Editor: 谢佳 Author: Time: 2023-10-19 Number of visits :23
The tropical western North Pacific displays prominent synoptic-scale disturbances (SSD) during boreal summer. Those SSDs play an important role in tropical weather and climate by inducing extremely heavy rainfall events, leading to the genesis of tropical cyclones (TC) over the tropical WNP, and contributing to the onset of the South China Sea summer monsoon. In this study, Gu et al. (2023) investigated interannual variations of boreal summer SSD intensity (measured using the kinetic energy of 3-9-day filtered 850 hPa winds) over the tropical western North Pacific and the associated factors. The first EOF mode of the SSD intensity variation displays a southeast-northwest tilted structure. The second EOF mode features a west-east contrasting pattern. The third EOF mode has a large loading over the subtropical western North Pacific.
Gu et al. (2023) revealed three different ways by which El Niño–Southern Oscillation (ENSO) influences the intensity of the SSDs over the tropical western North Pacific. The first way is a Rossby wave response to the equatorial central-eastern Pacific sea surface temperature (SST) anomalies (Fig. 1a), which modulates the seasonal mean background fields over the source region and along the propagation path of the SSDs. The second way is an anomalous Walker circulation response (Figs. 1c, 1d) that modulates the seasonal mean background fields over the far western equatorial Pacific that is a source region of northward propagating SSDs.

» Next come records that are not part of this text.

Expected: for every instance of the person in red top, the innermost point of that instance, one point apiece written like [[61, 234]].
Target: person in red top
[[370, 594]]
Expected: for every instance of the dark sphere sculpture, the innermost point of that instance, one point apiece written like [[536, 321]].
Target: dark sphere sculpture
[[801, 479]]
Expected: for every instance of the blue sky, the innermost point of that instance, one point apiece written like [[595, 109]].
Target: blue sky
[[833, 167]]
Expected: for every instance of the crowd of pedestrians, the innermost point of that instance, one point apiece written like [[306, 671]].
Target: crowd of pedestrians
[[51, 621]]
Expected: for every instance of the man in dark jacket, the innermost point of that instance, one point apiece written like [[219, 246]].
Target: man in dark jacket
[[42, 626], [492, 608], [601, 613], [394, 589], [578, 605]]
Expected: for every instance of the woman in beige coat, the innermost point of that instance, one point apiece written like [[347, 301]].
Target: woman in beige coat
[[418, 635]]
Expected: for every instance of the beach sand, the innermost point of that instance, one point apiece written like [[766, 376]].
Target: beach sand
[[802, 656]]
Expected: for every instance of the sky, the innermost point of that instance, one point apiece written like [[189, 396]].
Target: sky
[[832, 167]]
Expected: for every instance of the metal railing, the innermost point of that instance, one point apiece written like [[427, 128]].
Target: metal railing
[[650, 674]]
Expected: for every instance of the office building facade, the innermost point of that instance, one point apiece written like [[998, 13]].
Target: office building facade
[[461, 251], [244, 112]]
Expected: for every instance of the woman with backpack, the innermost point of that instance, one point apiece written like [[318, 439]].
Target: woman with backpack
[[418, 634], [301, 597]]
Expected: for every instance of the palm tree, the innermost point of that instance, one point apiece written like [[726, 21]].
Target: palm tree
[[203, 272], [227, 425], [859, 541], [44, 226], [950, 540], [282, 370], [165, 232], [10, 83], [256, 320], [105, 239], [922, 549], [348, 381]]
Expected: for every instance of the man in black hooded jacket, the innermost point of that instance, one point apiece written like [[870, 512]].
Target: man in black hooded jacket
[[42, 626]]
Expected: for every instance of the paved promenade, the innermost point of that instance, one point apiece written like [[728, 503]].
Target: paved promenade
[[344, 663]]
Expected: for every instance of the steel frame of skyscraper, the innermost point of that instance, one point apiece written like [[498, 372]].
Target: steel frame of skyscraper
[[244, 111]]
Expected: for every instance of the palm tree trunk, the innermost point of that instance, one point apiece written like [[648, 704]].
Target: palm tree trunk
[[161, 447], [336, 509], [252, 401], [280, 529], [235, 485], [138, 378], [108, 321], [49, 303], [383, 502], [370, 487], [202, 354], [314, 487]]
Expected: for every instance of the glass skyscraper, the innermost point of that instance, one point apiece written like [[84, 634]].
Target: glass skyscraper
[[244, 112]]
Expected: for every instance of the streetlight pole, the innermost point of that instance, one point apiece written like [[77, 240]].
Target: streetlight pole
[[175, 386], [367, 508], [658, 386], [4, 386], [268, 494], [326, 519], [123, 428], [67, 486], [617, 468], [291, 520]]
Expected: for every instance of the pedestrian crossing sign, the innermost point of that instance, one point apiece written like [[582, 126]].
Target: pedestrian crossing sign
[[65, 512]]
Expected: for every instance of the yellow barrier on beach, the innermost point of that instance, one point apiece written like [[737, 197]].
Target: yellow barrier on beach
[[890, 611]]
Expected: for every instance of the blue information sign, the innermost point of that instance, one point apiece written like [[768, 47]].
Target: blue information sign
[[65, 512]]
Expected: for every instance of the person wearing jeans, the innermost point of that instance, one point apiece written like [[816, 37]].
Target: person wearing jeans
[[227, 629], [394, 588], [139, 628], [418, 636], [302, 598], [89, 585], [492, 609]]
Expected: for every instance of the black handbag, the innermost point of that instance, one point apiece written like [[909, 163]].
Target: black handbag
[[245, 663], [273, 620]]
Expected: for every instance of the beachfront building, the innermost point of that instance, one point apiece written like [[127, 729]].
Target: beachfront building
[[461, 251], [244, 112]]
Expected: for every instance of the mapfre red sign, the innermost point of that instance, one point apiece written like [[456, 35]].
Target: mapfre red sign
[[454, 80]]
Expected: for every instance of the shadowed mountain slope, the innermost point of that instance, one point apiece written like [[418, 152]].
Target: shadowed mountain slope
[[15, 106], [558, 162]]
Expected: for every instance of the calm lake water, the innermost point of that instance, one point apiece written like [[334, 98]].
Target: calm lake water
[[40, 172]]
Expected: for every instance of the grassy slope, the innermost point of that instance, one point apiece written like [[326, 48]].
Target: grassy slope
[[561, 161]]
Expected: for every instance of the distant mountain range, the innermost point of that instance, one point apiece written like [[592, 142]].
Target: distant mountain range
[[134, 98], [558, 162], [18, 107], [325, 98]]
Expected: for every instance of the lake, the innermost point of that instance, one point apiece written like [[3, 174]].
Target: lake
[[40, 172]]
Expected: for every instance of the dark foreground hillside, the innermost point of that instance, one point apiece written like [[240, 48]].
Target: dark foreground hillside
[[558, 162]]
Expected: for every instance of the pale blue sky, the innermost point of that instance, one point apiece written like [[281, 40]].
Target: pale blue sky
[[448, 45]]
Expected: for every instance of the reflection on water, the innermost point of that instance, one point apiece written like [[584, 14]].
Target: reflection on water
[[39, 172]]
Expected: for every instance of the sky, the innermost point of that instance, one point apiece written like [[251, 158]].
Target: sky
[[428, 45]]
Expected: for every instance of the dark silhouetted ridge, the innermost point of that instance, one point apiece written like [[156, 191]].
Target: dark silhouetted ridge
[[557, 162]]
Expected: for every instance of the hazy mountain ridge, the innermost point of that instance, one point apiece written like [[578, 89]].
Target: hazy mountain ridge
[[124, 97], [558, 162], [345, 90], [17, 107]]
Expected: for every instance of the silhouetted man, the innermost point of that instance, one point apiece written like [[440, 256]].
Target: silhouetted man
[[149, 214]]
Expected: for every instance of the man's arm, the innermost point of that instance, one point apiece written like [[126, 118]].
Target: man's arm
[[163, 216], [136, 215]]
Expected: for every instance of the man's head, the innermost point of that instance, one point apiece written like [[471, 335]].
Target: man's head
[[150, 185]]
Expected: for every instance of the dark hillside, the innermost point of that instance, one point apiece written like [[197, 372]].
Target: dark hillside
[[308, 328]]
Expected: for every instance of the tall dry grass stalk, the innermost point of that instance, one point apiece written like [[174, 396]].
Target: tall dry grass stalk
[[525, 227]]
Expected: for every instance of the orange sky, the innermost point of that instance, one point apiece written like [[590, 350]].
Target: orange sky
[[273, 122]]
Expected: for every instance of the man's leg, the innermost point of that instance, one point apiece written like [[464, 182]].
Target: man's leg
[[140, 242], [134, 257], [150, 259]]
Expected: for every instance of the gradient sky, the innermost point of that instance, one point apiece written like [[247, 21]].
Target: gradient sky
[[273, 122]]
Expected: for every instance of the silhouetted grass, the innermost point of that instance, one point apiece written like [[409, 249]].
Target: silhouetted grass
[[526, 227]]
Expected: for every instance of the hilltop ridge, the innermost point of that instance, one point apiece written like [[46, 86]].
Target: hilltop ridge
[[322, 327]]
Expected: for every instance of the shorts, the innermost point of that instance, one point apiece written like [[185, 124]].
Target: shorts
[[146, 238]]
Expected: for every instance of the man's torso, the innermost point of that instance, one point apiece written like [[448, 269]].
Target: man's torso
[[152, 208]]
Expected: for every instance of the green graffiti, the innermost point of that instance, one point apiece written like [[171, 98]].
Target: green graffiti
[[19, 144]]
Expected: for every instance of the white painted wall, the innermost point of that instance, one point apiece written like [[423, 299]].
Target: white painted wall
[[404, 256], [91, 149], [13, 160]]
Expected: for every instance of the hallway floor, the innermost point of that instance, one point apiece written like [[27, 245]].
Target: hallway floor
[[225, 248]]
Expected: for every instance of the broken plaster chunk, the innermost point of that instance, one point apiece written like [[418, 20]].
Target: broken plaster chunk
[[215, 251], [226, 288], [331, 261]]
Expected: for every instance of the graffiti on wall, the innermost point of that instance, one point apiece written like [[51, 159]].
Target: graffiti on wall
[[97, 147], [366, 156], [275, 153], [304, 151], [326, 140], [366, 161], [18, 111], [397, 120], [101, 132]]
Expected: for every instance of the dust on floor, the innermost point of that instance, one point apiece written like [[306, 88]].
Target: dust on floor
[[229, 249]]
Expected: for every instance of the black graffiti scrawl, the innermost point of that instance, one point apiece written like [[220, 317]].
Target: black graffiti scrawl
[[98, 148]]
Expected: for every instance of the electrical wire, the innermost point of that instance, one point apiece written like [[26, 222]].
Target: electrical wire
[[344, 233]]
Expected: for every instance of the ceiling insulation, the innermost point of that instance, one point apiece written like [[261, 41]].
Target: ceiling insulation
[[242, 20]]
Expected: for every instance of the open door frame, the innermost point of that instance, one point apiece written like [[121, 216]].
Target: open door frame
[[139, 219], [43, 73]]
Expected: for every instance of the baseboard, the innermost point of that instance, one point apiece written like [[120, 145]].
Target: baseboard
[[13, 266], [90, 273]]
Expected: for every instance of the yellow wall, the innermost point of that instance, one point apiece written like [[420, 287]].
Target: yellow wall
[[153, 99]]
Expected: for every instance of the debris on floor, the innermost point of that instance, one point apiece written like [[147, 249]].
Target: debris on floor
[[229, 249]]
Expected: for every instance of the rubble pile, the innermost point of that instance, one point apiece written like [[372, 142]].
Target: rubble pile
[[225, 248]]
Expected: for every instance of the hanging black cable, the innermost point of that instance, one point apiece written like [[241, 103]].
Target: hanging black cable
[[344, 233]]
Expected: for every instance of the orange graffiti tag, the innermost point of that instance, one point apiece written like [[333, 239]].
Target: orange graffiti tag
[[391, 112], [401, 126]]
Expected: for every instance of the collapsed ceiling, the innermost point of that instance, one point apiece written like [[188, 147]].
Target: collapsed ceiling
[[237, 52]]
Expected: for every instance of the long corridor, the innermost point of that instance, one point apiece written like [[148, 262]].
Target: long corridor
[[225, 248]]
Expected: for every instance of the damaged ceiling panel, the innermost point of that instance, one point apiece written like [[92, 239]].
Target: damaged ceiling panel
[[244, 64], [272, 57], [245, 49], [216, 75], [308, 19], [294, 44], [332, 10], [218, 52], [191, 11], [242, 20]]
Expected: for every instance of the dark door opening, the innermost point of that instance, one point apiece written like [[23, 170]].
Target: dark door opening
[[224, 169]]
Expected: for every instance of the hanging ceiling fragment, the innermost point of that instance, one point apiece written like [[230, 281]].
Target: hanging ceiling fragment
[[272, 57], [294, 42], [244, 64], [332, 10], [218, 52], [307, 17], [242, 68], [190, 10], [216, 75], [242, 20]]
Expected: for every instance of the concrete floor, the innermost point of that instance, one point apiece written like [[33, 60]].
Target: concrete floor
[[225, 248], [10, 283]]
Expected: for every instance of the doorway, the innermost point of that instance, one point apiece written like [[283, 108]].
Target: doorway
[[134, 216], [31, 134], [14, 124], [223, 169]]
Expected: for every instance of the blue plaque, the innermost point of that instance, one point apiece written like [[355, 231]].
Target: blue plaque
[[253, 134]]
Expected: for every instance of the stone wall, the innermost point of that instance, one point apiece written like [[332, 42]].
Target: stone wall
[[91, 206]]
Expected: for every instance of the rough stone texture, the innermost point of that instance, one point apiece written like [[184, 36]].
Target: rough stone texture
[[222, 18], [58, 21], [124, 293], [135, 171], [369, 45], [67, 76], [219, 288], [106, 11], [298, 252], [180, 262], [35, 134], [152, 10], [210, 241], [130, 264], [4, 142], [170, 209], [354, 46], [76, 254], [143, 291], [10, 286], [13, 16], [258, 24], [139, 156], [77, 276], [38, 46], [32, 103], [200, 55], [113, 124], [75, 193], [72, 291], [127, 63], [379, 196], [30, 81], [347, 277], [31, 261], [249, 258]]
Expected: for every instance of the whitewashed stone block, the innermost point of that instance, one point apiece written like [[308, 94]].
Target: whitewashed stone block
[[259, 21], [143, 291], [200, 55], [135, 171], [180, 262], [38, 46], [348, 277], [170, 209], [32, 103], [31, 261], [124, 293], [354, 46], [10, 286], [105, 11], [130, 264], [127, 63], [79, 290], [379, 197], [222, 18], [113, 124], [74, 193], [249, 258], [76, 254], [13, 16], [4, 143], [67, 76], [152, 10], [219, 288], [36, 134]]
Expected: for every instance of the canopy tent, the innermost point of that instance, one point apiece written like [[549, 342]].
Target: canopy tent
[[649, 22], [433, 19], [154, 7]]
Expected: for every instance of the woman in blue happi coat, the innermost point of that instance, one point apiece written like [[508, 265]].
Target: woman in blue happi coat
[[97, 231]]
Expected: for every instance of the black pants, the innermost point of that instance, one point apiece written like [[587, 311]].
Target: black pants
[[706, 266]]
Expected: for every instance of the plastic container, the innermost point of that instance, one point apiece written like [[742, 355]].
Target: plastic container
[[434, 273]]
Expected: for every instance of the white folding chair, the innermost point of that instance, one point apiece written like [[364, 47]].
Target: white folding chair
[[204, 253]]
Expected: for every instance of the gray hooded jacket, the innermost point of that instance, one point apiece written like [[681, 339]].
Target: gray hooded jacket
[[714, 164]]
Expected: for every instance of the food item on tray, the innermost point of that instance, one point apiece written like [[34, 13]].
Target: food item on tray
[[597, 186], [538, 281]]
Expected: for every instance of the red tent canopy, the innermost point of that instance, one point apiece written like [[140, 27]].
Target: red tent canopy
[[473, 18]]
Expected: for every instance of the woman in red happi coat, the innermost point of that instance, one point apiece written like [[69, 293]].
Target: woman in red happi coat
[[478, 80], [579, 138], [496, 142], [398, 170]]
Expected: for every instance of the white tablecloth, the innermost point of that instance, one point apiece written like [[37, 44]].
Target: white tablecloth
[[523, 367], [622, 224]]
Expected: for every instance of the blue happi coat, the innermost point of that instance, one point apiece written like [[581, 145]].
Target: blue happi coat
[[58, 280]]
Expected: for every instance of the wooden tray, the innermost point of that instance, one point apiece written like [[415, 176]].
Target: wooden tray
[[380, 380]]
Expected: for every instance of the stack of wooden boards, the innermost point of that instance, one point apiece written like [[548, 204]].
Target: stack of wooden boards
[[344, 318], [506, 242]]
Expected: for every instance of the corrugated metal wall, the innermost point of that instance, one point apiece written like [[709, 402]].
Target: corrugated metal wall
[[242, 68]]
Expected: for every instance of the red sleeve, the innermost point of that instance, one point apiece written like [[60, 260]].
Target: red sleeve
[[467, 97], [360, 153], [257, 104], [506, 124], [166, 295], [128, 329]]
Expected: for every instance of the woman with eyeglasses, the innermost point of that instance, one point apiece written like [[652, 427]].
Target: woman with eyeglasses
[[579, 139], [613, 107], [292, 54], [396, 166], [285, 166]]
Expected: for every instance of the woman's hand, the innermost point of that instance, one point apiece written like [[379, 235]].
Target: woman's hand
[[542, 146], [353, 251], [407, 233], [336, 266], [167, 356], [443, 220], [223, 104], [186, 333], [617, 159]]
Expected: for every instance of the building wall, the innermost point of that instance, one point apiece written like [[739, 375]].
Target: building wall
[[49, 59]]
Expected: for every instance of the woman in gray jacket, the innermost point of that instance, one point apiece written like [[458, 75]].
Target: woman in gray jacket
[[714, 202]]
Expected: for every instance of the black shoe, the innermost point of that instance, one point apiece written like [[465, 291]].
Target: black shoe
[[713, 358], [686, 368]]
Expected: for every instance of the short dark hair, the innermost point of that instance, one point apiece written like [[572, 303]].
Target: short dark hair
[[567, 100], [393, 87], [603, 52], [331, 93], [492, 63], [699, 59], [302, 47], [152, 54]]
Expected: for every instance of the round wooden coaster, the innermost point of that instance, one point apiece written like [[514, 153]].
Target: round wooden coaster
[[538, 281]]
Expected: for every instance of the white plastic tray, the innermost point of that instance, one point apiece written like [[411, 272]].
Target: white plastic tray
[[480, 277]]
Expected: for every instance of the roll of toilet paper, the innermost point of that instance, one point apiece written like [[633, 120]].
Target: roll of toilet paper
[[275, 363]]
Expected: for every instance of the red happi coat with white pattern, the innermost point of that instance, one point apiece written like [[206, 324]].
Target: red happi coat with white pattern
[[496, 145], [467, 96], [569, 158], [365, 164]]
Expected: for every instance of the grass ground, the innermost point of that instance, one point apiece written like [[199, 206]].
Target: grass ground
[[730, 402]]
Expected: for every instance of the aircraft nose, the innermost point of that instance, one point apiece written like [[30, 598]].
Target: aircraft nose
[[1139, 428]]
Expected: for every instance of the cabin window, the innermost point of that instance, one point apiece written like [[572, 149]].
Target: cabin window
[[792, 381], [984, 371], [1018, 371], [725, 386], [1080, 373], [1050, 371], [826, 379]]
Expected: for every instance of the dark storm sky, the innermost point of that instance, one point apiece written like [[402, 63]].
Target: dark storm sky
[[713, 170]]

The third way is an anomalous Walker circulation response that modulates the seasonal mean background fields over the Philippine Sea (Fig. 1b). The first and third ways operate for the first mode and the first and second ways work for the second mode.
Gu et al. (2023) documented the barotropic energy conversion associated with the three EOF modes. They found that the relative contributions of different terms of the barotropic energy conversion associated with the seasonal mean background fields vary with the region and differ among the three modes.
Gu, Q.-L., R. Wu*, and X. Cao, 2023: Interannual variations of synoptic-scale disturbance intensity over the tropical western North Pacific during boreal summer. Climate Dynamics, 61(3-4), 1913-1930. https://doi.org/10.1007/s00382-023-06663-4
Figure 1 Schematic diagram for the JJA SSD intensity variation of the EOF1 mode in (a) ENSO developing and transition years and (b) ENSO decaying years and the EOF2 mode in (c) warm and (d) cold years.